The moves to lower the burden on bigger households – particularly families with adult children – will involve a cap on payments, probably at somewhere around €300, at least for a period of years. This will reduce the overall cash yield coming in to Irish Water from charges, though without the detailed data on household sizes it is difficult to say by how much. Still, looking at the figures I would reckon that to make the numbers add up and keep Irish Water off the State balance sheet, at least €250 million needs to be collected from households.

If this does not happen we face the vista, as Taoiseach Enda Kenny pointed out, of the vast bulk of the State spending coming back on the balance sheet for EU purposes, leaving an €850 million hole in the budget figures for next year.

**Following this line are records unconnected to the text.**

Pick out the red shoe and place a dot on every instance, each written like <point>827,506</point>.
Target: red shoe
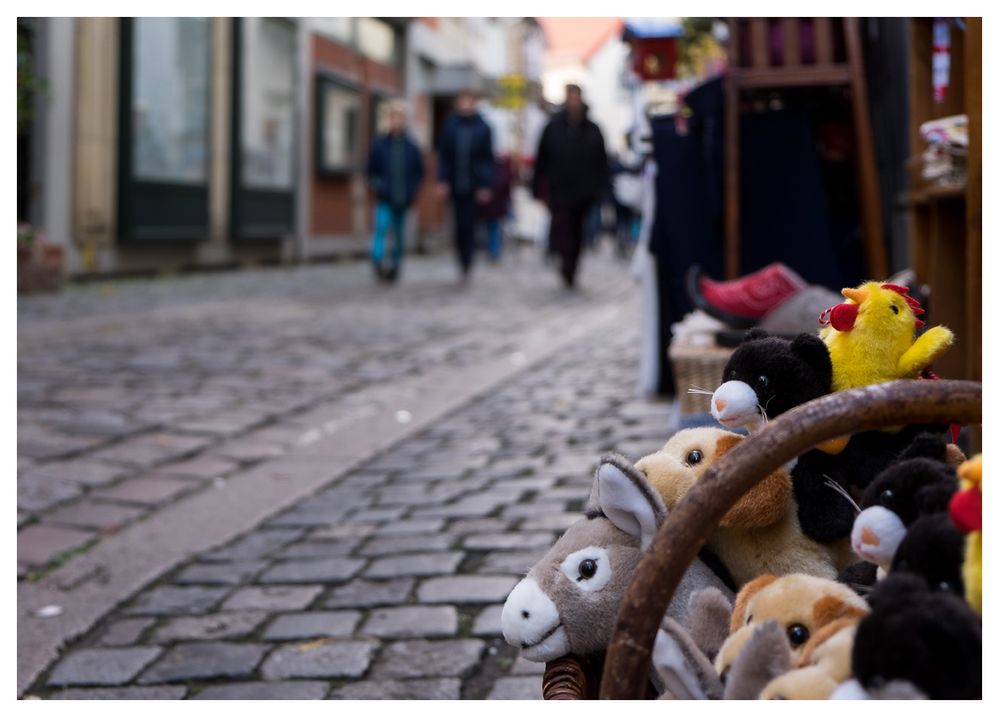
<point>742,302</point>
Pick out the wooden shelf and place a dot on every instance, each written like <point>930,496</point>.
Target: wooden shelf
<point>946,239</point>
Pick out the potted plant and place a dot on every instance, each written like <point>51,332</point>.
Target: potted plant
<point>39,262</point>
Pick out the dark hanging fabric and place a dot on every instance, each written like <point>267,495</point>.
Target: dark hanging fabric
<point>688,222</point>
<point>796,208</point>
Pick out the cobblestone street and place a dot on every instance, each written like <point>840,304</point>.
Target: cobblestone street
<point>387,578</point>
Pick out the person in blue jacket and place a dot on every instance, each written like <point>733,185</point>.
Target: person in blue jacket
<point>465,172</point>
<point>395,170</point>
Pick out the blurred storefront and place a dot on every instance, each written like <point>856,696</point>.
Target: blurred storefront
<point>158,144</point>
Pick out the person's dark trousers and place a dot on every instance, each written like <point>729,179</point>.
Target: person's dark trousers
<point>466,211</point>
<point>567,237</point>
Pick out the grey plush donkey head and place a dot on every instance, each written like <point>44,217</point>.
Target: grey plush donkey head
<point>569,600</point>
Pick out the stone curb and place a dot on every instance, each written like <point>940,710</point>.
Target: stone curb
<point>95,583</point>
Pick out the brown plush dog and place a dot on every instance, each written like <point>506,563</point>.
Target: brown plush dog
<point>760,535</point>
<point>810,611</point>
<point>825,665</point>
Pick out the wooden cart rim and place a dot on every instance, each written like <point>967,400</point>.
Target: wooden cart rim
<point>626,664</point>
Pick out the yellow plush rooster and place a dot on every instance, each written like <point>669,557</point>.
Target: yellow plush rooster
<point>966,513</point>
<point>871,336</point>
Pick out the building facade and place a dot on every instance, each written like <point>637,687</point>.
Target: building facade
<point>159,144</point>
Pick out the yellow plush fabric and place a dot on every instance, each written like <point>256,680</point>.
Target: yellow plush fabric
<point>881,345</point>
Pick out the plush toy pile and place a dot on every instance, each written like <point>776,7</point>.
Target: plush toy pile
<point>853,572</point>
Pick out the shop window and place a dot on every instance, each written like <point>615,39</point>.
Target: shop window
<point>268,103</point>
<point>170,100</point>
<point>164,111</point>
<point>340,29</point>
<point>337,109</point>
<point>377,115</point>
<point>376,40</point>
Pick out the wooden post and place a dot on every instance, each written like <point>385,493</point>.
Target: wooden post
<point>867,176</point>
<point>732,171</point>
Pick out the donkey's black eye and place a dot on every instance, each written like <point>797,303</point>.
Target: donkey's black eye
<point>587,569</point>
<point>797,634</point>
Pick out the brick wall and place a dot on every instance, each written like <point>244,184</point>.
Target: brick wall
<point>332,199</point>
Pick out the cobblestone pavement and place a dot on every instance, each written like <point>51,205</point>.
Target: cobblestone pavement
<point>134,394</point>
<point>387,583</point>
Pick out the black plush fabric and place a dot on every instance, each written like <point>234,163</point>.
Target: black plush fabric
<point>860,576</point>
<point>826,516</point>
<point>933,548</point>
<point>930,638</point>
<point>796,371</point>
<point>919,483</point>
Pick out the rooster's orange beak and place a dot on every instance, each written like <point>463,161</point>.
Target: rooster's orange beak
<point>858,296</point>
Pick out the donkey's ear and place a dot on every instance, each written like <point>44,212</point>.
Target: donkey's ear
<point>628,500</point>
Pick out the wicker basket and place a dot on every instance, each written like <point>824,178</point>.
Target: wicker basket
<point>696,366</point>
<point>627,660</point>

The second part of the relief offered will be via extended tax credits and household benefit packages. For a family on PAYE this means they will still pay the charge in 2015 to Irish Water – meaning the money comes into its coffers – but they can claim money back the following year. How this works may change, but for it all to work the money still has to be paid into Irish Water. This is why just cutting the bills further will not work.

In the rush to fix this, you could also ask what is happening to the original objectives. One was to raise cash for investment in water, without burdening the exchequer. Less will be raised, now, via the charges and the State will have to fund some of it by the back door by granting tax and welfare benefits. The second objective was to get people to save water. But with the fixed charge period possibly being extended, the risk is that the water meters will look like useless little mini voting machines outside everyone’s house.

We do need to invest money in our water infrastructure. This either doesn’t happen or it is paid for via water charges or via general taxation. Now we face the situation where the biggest initial investment is in installing meters that are not going to be used for an extended period. Someone needs to tell us what the new plan is, and quickly.